Environmental factors are overlooked in managing and changing behaviors of children with ADHD, LD and NVLD. Class time and curricula are getting the focus of the scientists and those charged with improving our teaching methods for this group that has for generations slipped through the cracks of our traditional educational platform. Considering that most school days consist of no more than seven periods of 45 minutes, or 5 hours and 15 minutes of direct instruction, or 26 hours and 15 minutes over the course of a five-day week. There are 168 hours in a week.
So, how are we doing with our children during the almost 142 hours that exist around these academic time periods? What kind of consistency exists during the many hours that habits are being learned?
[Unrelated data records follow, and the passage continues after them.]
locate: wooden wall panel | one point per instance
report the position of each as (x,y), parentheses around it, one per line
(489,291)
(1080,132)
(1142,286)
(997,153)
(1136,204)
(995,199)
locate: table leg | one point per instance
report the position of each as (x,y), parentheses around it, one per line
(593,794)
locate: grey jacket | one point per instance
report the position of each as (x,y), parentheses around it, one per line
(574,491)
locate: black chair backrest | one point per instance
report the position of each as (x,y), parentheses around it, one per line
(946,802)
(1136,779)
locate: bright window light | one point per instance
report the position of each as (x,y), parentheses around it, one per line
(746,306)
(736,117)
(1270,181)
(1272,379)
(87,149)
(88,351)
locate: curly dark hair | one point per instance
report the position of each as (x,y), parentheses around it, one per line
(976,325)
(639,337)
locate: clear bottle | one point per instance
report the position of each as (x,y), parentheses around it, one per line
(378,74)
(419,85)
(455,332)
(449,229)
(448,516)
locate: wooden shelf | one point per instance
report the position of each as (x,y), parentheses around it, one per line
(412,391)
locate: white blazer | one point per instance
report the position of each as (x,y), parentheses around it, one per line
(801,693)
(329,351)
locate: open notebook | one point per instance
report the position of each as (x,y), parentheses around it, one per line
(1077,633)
For that matter, is there consistency in the academic model of our middle and high schools that promote the transference of novel learning experiences to long term memory storage by means of repetition and positive reinforcement?
Children need to feel connected. For young people, who we become as adults, is actually a compilation of the experiences that we encounter. Certainly, genes play a major role in predispositions to learning skills, social behaviors, and general mental and emotional wellness. However, the power of environment, around the clock and over the course of calendar years, can truly neutralize just about any flaw that our predisposed genetics suggest.
Keeping children connected with their educational and after school/weekend environments is as impactful as a sharp, responsive, tailor-made educational experience. “Does what I think or do matters? Am I valued and needed in my community? Do adults and peers expect the best from me?”
Once we understand the deep and powerful impact of a consistent, supportive and thoughtful environment on positive developmental growth of our children, then we will truly have solved the riddle of how to best educate and inculcate positive values into our children, making them healthy and productive citizens not only of our country, but of our global community. Twenty-six hours of classes is only 15 percent of the hours that our children live weekly.
It is in this 85 percent of time spent living and learning where I have experienced that boarding school environments have a large advantage in restoring positive life habits and self-image of our middle school boys who have experienced the damaging mismatch between their learning style and traditional education practices and environments. How to translate some of this consistency and control over these fragmented, inconsistent, and fast-paced lives of our children is a pressing issue that demands our attention in the discourse of how we best raise and educate our children to keep them, and ultimately our country, competitive and healthy.